Do you think I should be using partition finder in my BEAST analysis?

1,148 views
Skip to first unread message

charlot...@griffithuni.edu.au

unread,
May 26, 2015, 7:25:18 AM5/26/15
to partiti...@googlegroups.com
Hello

I initially ran a BEAST analysis for 40 COI sequences from one species with 7 additional species sequences.  My supervisor suggested I use partition finder.  I did so and now one of my reviewers is querying my use of partition finder in BEAST.

I have read that I can run the rbs package in BEAST2 which is probably more appropriate for small sample sizes like I have. However, I queried this with my supervisor and he thinks that I should continue to use partitionfinder for the substitution model. As using a more complicated approach like RBS is likely to have very minimal impact on a shallow tree like mine.

I was wondering what your thoughts are on this?

Thanks

Rob Lanfear

unread,
May 26, 2015, 7:45:56 AM5/26/15
to partiti...@googlegroups.com, charlot...@griffithuni.edu.au
Hi Charlotte,

You are right. With a dataset of your size, there is absolutely no reason to use PartitionFinder with BEAST. I'll explain why in as much detail as I can.

First, PartitionFinder is a built in a likelihood framework, not a Bayesian framework. That matters. Primarily it matters because PartitionFinder is trying to find the 'best' model of sequence evolution, assuming that you are forced to use a single model. This is not what you should be doing in a Bayesian framework - you should be integrating over all possible models, just like the RBS package does in BEAST. 

Another issues is that PartitionFinder penalises models based on the number of parameters. The issue here is PartitionFinder doesn't account for all the additional parameters that are typically estimated when you use BEAST. It assumes you are using something less parameter-rich like RAxML or PhyML. BEAST models typically have many many more parameters (that can interact in complex ways) including dates, rates, population sizes, tree priors, etc. etc. For that reason, PartitionFinder does not really penalise models in a way that is appropriate for use in BEAST, even if you were willing to fix on a single partitioned model. 

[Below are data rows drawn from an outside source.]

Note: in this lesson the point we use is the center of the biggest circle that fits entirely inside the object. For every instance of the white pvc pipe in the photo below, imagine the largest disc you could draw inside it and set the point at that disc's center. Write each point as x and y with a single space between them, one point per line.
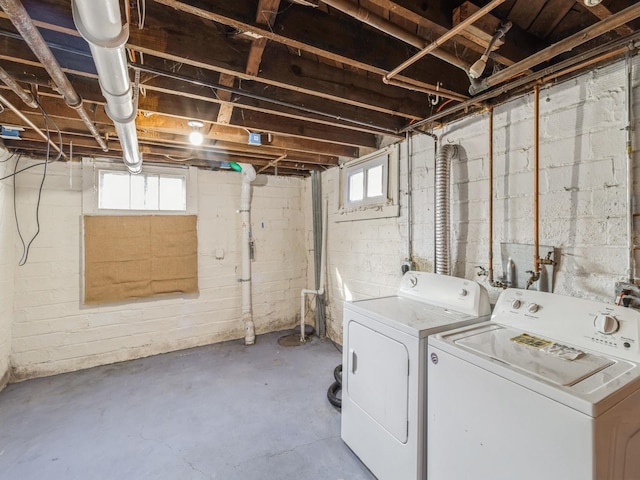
100 25
320 290
248 176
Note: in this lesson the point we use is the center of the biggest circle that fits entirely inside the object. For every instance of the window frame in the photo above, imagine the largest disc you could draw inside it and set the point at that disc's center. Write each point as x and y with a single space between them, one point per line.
91 169
382 206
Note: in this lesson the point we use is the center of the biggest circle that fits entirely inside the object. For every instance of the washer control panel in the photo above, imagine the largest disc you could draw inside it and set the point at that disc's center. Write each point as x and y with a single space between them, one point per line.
578 322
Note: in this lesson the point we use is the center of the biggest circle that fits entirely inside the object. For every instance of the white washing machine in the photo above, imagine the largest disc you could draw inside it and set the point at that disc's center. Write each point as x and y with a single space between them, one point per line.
548 389
384 367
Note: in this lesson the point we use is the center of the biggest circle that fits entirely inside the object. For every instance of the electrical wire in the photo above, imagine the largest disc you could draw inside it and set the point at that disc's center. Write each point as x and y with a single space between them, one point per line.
26 246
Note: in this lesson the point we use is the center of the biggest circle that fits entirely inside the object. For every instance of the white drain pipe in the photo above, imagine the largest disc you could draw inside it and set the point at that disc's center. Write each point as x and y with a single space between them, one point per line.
248 176
320 290
101 26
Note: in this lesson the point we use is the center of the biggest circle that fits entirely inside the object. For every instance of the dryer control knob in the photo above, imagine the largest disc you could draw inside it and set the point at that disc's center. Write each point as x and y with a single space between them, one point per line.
606 324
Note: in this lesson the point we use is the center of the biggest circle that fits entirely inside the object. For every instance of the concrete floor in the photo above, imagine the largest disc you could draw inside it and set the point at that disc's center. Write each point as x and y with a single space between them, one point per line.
218 412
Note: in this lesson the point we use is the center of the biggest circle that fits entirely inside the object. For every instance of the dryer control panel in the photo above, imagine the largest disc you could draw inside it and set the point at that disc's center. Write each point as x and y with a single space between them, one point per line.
583 323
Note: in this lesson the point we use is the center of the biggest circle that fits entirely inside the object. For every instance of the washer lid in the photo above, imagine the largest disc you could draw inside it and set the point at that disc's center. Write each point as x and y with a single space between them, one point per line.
543 358
581 379
411 316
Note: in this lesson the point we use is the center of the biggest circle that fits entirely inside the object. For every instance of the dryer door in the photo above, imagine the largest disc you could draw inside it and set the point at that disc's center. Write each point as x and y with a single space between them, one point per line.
378 378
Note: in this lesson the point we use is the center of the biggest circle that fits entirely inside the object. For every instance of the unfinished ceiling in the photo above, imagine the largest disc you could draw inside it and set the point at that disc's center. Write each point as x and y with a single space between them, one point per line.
318 81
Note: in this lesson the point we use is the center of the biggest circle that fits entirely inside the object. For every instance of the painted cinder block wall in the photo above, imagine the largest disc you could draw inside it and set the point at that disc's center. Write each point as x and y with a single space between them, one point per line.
54 332
582 205
7 228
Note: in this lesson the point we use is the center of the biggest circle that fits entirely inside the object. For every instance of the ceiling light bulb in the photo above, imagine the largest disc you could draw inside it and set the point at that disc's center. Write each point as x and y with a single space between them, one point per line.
477 68
196 138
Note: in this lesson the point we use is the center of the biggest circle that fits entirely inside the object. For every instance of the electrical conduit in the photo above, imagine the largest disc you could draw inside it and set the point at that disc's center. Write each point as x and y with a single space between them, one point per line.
442 227
248 176
100 25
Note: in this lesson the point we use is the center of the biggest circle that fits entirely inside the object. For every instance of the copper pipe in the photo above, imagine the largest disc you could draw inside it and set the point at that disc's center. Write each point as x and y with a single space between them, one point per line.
25 26
394 30
569 43
558 70
536 179
25 96
447 36
23 117
491 196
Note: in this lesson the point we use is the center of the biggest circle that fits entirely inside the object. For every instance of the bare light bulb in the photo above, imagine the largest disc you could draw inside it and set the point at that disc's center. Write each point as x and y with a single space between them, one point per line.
196 138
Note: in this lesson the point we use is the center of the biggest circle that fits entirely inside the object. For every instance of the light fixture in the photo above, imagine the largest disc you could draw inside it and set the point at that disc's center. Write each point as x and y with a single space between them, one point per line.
195 137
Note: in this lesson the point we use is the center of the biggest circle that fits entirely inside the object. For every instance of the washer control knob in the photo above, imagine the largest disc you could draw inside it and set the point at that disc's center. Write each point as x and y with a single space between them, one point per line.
606 324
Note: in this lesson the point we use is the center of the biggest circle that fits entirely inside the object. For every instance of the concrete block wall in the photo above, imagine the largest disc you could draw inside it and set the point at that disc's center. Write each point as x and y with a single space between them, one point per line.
7 262
54 332
582 206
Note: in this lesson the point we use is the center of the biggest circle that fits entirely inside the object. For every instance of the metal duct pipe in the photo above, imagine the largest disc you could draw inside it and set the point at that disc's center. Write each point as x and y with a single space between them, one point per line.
370 18
248 176
442 221
25 96
569 43
25 26
101 26
429 49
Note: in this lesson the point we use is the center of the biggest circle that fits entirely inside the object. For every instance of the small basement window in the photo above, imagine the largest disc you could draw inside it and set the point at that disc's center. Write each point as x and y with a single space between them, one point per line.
144 191
109 189
370 186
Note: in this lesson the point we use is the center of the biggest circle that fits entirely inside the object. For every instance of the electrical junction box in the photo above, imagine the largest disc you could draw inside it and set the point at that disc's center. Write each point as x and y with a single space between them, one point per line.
255 138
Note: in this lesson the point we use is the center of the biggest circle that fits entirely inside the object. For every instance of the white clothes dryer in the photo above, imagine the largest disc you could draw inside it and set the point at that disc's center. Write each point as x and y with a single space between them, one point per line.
384 367
549 388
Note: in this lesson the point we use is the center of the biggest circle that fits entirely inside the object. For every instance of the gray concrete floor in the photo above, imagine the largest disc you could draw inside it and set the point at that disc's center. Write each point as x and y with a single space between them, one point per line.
218 412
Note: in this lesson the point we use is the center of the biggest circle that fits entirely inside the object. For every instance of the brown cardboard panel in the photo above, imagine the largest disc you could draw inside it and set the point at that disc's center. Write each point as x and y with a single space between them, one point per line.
139 256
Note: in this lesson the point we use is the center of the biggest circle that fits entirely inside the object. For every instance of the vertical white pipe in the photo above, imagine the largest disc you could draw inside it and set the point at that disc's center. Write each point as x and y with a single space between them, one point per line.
323 261
248 176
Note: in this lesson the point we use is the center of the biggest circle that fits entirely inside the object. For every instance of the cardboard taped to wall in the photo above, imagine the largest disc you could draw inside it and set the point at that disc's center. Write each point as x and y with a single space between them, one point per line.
129 257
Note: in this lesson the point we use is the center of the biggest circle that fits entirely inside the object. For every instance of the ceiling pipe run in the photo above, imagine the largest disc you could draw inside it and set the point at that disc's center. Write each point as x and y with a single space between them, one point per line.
25 26
25 96
35 128
558 70
100 24
429 49
373 20
610 23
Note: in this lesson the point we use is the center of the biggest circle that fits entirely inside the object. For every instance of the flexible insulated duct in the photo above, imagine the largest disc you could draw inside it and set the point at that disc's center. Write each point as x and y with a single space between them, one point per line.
442 200
101 26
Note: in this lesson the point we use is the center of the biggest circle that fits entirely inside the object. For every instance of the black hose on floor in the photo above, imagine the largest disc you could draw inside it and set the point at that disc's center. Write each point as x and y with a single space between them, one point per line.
334 393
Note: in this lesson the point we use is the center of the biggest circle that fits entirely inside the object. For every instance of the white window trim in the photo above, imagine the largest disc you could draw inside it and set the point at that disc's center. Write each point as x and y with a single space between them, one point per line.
385 207
90 180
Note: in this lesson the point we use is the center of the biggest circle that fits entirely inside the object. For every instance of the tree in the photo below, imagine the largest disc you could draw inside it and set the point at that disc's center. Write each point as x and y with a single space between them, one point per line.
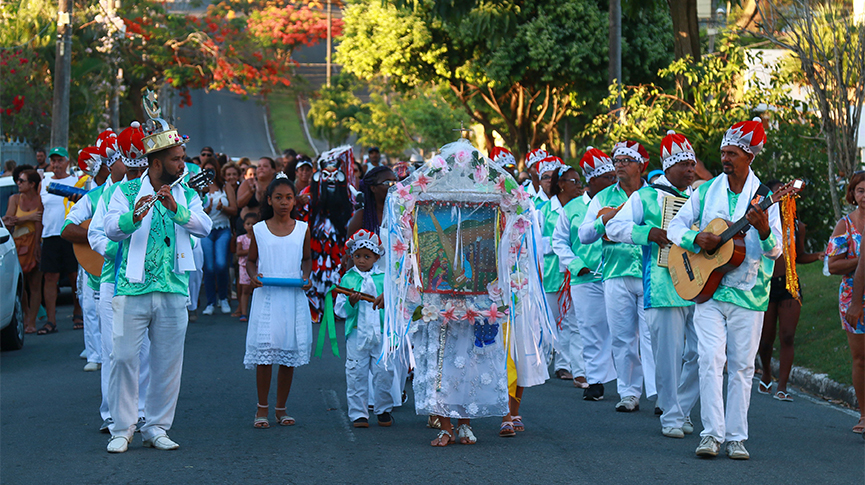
830 47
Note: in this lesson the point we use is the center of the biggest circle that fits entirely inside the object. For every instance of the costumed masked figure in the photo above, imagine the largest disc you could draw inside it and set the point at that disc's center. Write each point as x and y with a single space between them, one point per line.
481 320
331 203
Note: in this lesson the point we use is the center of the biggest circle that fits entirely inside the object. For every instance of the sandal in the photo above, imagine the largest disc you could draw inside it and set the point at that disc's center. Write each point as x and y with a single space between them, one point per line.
441 435
261 422
860 426
284 420
465 435
518 423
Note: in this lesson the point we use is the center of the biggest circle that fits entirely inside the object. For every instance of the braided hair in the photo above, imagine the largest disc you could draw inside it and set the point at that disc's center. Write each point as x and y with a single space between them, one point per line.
370 209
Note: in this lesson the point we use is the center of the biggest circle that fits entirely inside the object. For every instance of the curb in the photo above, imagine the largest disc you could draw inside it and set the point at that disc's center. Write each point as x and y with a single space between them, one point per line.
819 384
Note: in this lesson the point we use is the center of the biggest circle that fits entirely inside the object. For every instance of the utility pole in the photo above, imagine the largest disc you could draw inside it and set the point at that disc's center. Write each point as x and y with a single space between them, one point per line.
615 68
61 74
329 40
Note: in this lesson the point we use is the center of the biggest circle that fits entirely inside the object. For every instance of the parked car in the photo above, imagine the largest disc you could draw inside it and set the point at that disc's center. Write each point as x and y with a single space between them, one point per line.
11 291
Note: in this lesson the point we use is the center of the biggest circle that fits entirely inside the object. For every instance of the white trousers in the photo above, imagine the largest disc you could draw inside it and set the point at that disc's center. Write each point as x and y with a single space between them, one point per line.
106 323
726 333
196 276
561 360
358 365
674 345
92 335
632 345
164 316
594 333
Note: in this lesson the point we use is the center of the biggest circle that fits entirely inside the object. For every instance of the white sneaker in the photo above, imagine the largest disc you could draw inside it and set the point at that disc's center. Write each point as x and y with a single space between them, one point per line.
709 446
118 444
161 442
628 404
736 450
688 427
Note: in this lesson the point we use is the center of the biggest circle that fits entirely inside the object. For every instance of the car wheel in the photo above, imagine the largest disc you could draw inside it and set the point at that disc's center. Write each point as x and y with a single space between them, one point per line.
12 337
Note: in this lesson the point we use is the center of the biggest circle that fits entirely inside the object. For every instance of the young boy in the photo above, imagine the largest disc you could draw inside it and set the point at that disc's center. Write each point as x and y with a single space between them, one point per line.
363 333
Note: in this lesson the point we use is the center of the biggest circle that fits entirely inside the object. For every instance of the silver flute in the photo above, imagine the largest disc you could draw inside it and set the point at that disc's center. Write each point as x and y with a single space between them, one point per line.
147 205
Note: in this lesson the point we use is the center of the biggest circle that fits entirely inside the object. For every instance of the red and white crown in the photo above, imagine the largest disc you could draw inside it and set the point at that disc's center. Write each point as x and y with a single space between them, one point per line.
747 135
131 146
502 156
364 239
675 148
106 143
632 149
595 162
535 156
90 160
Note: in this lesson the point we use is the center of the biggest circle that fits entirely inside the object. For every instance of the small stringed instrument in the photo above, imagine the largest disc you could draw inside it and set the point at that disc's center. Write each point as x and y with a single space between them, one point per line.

In general, I always recommend people use the RBS package in BEAST if their data set is small enough for that to be an option. The models in that package are the right solution to the partitioning problem. In fact, they are WAY better than any attempt to use partitionfinder on a dataset of any size. This is because they account for uncertainty in what the 'right' model of evolution is, and they allow you to infer a posterior distribution of trees that has integrated out that uncertainty. That's a really huge advantage over fixing a single model and assuming it's correct,  as you are forced to do with PartitionFinder. The only drawback, and it's a pretty big one, is that the Bayesian models are hard to mix, and so are limited to small datasets. You should be OK though. The only reason to use PartitionFinder with BEAST is if your datasets are too large for the RBS pacakge. And even then, you should only take the PartitionFinder model as a suggestion for a BEAST analysis. You may need to fine-tune the model of sequence evolution based on the behaviour of the MCMC. I have often observed that models from PartitionFinder are quite overparameterised for a BEAST analysis, and so fail to mix adequately.

So, I am completely on your side here. Don't use PartitionFinder if you can successfully implement the models in the RBS package.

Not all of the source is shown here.